See the preconditions for the confidence interval.

\[ n = (\frac{z^\star}{m^\star})^2 (p_1^\star (1-p_1^\star) + p_2^\star (1-p_2^\star)) \]

\(p^\star_1\) is an “educated guess” about the value of \(p_1\) (\(p^\star_2\) and \(p_2\), respectively). If you have access to a sample proportion, \(\hat{p}_1\), set \(p^\star_1=\hat{p}_1\).

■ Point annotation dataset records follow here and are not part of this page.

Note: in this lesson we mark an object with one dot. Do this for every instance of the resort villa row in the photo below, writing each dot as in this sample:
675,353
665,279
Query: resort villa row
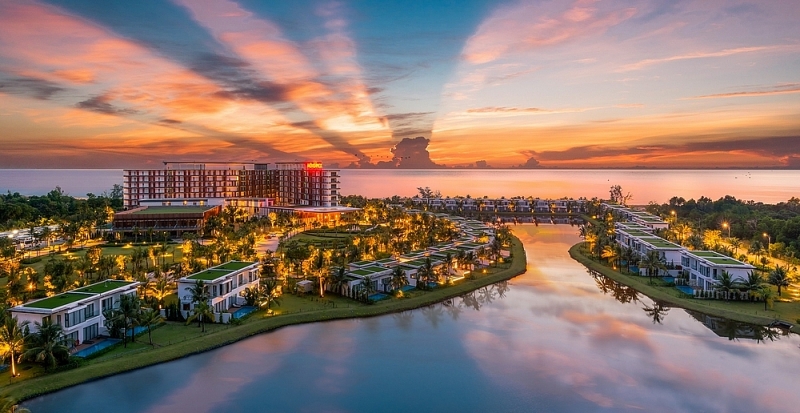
183,196
475,236
703,268
79,311
224,284
502,205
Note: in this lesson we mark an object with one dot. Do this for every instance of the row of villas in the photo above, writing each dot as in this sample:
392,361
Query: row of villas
80,311
503,205
475,236
703,267
623,213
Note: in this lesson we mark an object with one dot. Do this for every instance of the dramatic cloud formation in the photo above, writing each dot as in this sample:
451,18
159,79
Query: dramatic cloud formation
519,84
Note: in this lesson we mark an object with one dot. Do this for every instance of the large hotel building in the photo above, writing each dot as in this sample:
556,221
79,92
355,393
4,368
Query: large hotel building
282,184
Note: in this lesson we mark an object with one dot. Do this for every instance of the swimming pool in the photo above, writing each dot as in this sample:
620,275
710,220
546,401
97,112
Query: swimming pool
244,311
96,347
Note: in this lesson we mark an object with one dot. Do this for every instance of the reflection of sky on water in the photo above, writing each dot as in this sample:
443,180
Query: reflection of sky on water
551,341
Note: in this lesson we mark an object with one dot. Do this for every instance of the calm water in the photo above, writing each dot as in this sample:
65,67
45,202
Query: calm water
645,185
552,341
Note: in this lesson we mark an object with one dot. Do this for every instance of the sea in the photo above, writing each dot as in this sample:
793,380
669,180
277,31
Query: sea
645,185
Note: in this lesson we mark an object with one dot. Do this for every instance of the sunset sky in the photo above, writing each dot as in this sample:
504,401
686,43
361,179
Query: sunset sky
409,84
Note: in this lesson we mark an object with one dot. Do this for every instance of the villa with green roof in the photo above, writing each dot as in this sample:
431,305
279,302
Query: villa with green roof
706,267
79,311
225,284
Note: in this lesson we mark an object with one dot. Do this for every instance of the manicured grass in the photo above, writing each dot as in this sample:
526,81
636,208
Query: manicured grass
103,287
748,312
172,210
294,310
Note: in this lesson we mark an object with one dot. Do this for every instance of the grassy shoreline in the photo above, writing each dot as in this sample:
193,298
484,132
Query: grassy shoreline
746,312
38,386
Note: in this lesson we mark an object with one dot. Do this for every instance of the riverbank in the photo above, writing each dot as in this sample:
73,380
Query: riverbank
256,325
747,312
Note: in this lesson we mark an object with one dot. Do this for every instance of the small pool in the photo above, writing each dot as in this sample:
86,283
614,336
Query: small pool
136,331
244,311
378,297
97,347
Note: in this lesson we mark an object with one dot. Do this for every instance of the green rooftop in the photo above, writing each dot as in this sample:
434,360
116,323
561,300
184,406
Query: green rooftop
103,287
172,210
209,275
57,300
233,265
659,242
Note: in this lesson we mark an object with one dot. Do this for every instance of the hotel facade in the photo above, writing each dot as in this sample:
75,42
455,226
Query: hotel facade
254,185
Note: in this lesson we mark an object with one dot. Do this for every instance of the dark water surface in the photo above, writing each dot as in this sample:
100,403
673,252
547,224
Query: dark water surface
555,339
645,185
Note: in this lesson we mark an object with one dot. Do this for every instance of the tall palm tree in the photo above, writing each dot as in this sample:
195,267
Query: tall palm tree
12,340
47,344
202,311
149,318
9,405
779,277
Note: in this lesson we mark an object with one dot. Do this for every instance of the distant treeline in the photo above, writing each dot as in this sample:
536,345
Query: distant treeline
20,211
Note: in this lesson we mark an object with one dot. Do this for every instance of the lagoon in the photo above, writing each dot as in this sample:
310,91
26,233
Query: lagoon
553,340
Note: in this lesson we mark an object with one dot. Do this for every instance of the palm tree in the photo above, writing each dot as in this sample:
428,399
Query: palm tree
726,284
201,312
657,312
399,279
47,344
149,318
268,293
12,339
753,283
779,277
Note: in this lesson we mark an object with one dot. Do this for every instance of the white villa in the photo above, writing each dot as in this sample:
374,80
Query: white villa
79,311
705,268
225,283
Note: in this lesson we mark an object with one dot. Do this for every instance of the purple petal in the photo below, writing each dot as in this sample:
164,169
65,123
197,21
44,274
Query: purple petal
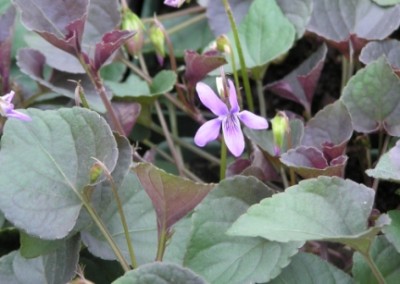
18,115
211,100
8,97
207,132
233,135
233,97
253,121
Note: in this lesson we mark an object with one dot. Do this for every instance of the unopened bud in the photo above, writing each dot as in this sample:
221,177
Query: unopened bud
131,22
280,129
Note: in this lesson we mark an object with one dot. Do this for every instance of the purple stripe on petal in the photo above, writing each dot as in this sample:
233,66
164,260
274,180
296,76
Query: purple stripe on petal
252,121
233,135
209,131
233,97
211,100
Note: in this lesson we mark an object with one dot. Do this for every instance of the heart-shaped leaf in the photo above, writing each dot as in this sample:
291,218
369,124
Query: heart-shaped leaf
311,269
390,48
199,65
352,22
141,220
388,167
6,23
385,257
392,232
42,269
340,211
56,150
32,63
225,259
110,43
329,130
372,97
173,197
159,272
310,162
59,22
265,34
300,84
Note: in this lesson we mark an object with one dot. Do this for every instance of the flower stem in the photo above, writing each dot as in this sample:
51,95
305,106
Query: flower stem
243,67
222,169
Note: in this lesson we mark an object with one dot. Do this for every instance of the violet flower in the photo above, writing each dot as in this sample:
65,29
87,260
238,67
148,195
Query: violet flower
174,3
7,108
228,116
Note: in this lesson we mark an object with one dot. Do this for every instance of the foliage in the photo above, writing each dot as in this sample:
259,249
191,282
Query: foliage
101,176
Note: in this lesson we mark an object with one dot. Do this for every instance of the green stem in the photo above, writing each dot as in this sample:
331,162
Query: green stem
378,275
103,229
261,98
243,67
222,168
162,241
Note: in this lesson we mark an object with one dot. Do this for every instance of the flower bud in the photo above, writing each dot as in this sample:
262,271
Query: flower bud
158,39
131,22
280,129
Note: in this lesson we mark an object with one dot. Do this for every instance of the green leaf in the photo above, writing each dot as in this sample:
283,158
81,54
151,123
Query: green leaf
265,34
386,2
158,272
388,167
173,197
54,268
392,232
52,156
141,221
163,82
220,258
386,258
340,210
372,97
32,247
311,269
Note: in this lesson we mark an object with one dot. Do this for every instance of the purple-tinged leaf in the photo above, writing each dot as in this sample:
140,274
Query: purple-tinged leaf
59,22
310,162
173,197
329,130
32,63
388,167
372,97
110,43
300,84
127,113
199,65
352,22
6,33
217,18
390,48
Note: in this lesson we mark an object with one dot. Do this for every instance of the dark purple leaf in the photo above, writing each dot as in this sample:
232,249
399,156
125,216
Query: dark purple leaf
127,113
32,63
300,84
310,162
217,18
173,197
390,48
352,21
59,22
199,65
6,33
329,130
110,42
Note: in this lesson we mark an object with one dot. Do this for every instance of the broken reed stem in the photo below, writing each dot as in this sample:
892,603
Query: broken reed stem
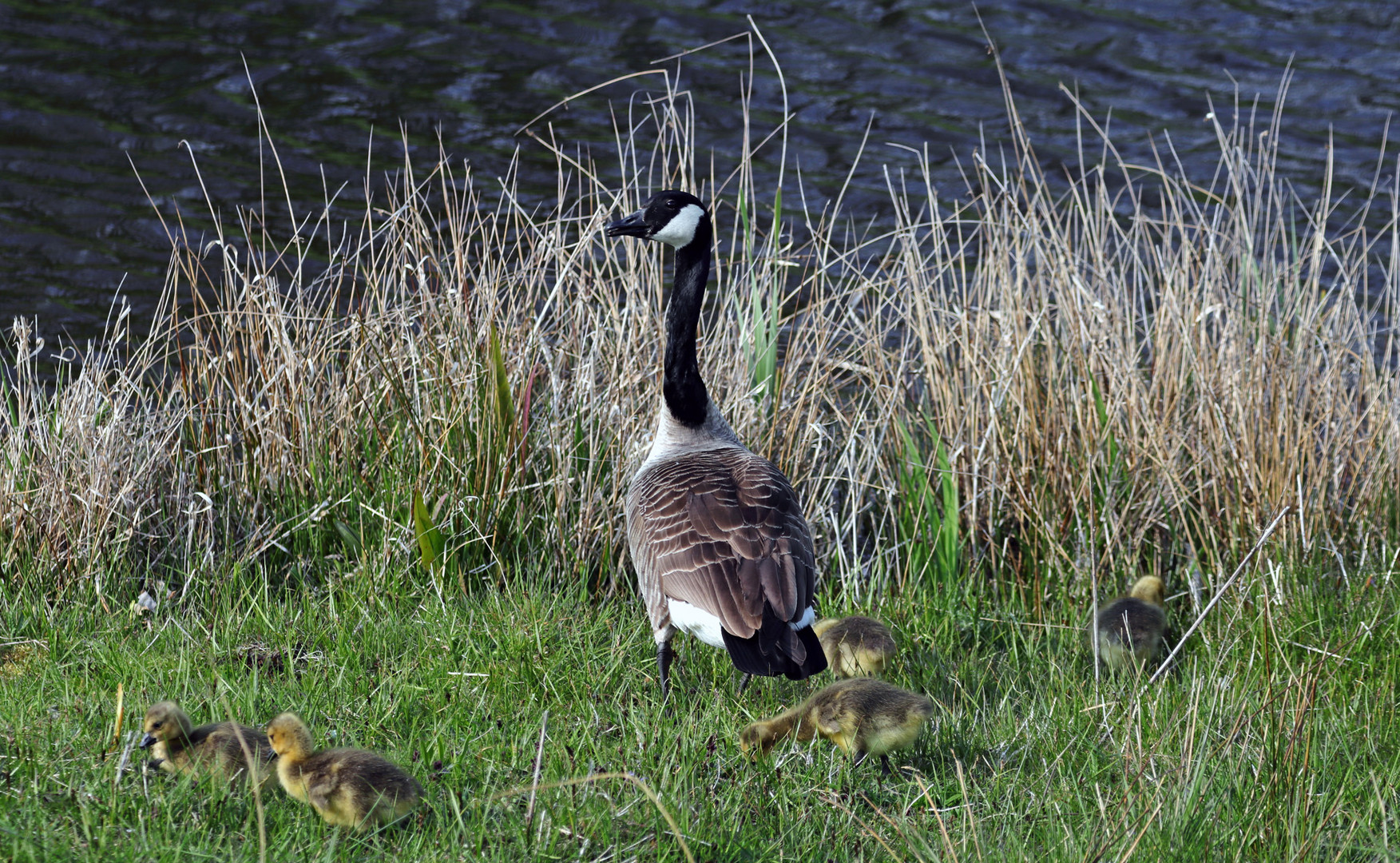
628,777
539,764
1004,314
117,725
1220,593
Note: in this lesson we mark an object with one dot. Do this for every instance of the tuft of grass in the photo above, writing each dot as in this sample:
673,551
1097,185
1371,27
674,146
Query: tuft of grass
1275,738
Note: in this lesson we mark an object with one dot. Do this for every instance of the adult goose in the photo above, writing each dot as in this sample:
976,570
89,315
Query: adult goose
716,533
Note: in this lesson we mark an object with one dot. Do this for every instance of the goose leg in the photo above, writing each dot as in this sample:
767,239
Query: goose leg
744,682
664,654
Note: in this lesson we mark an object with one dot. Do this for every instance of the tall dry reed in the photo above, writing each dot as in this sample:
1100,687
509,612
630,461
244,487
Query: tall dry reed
1128,368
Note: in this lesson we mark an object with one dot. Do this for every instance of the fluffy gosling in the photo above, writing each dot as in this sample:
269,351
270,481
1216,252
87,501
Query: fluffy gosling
180,749
855,646
863,716
1130,630
347,788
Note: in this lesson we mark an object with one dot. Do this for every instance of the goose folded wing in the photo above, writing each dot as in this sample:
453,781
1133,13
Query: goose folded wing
731,541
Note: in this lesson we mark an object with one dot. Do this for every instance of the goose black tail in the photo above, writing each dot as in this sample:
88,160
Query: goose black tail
776,649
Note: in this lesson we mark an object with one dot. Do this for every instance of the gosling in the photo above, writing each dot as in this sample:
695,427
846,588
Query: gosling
855,646
347,788
213,750
863,716
1130,630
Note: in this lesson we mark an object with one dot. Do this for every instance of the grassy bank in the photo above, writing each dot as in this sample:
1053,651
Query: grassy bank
1003,405
1275,740
1091,381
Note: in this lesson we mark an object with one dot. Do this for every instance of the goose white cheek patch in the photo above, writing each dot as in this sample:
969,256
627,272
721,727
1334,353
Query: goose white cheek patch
680,230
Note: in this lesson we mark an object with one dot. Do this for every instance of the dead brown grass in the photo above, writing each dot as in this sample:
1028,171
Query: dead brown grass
1113,380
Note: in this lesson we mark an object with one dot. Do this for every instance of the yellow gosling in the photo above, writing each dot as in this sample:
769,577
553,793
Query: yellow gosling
1130,630
210,750
855,646
861,715
347,788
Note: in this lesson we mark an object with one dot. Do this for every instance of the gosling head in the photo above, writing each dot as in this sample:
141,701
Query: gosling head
672,217
288,736
756,740
1150,590
164,722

Otherwise, a *conservative approach* is to set \(p^\star_1 = p^\star_2 = 0.5\).

If you want to perform inference on the proportion of just one population, a one-sample z-test for proportions is appropriate.

If you want to perform inference about the proportions of a non-binary categorical variable, a chi-square test of association is appropriate.

A two-sample z-test for proportions conducted at confidence level \(\alpha\) will reject the null hypothesis if and only if the value corresponding to the null hypothesis, \(0\), is completely outside of the \(C = 1-\alpha\) confidence interval for the true difference between \(p_1\) and \(p_2\).

Neither the z-test nor the confidence interval use the standard deviation of the difference sample proportion, \(\sigma_{\hat{p}_1 - \hat{p}_2}\).

- The hypothesis test uses the standard error under the null hypothesis, \(SE_{\hat{p}_1-\hat{p}_2}^{H_0}\).
- The confidence interval uses the standard error of the difference in sample proportions, \(SE_{\hat{p}_1-\hat{p}_2}\).